While “an eye for an eye and a tooth for a tooth” etc might square perfectly with the books of Exodus, Leviticus, and Deuteronomy utterances, Mathew’s gospel (5:38-48) recalls Jesus encouraging us to “turn the other cheek” when attacked — rather the difference.

Current geopolitical tendencies would seem to hover more (nay exclusively) in the Old Testament zone, as did so many aggressive socio-cultural tribal jousts through time immemorial. One atrocity begets another ad nauseam and ad infinitum.

Despite an occasional pause, the cycle of oppressive violence perpetuates.  Typically, the key underlying injustice cultivates yet another round of tragic travesty.

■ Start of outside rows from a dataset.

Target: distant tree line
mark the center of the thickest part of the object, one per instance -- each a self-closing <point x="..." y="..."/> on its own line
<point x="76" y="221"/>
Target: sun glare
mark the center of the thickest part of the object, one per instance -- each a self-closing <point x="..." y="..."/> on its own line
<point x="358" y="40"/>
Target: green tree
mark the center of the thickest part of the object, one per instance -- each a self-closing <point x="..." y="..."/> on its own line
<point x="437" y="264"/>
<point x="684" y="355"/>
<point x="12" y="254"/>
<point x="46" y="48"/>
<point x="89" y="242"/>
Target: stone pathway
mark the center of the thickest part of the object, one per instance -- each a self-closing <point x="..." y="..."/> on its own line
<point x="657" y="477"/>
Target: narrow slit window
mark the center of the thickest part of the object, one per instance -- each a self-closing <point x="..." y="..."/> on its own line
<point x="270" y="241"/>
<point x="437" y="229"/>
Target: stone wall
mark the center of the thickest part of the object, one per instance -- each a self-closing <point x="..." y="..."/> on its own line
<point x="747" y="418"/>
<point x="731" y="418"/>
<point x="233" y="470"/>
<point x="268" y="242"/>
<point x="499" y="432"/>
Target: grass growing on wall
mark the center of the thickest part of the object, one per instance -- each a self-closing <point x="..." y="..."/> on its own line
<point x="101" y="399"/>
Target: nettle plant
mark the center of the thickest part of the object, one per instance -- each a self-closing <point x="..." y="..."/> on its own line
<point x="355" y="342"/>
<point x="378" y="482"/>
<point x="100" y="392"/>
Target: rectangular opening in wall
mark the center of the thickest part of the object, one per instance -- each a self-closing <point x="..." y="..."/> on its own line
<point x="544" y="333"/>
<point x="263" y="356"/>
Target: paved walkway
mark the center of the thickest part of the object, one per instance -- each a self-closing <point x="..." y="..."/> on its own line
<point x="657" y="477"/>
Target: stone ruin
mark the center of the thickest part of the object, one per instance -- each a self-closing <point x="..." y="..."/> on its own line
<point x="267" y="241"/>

Modern global powers generally operate by proxy. Their economic and military superiority is essentially predicated on elaborate manipulations along with furtive underhand dealing with other cultures and countries — bribing some, starving others.

The armaments used in most conflicts emanate from the controlling governments, albeit it’s the local warlords and their troops who fire the bullets and launch the bombs. All the while, the manipulators preach a phoney pseudo-democratic rectitude, while covertly facilitating and tilting the battle to suit their own greed.

Overtly, of course they continuously fuel a sham diplomatic narrative replete with photo-ops galore, to engender some credibility. As the perennial motto goes, the first casualty of war is truth, and so the world drifts from major famine to famine and conflict to conflict.

So much for the inspiring influence of the New Testament! We live within an Old Testament mentality, where the Christian message is redundant.

Bizarrely, even in this epoch, it is frequently religious righteousness and fanaticisms that keep the fires burning. Is there ever to be an extinguisher of such hatred, or must we forever endure the corruptive destruction that causes so much mayhem and pain? 

Turning the other cheek need not mean total submission to unprovoked attack, but working honestly and tirelessly at all times to identify and erase all injustices as they present.

Matthew’s version has the right idea.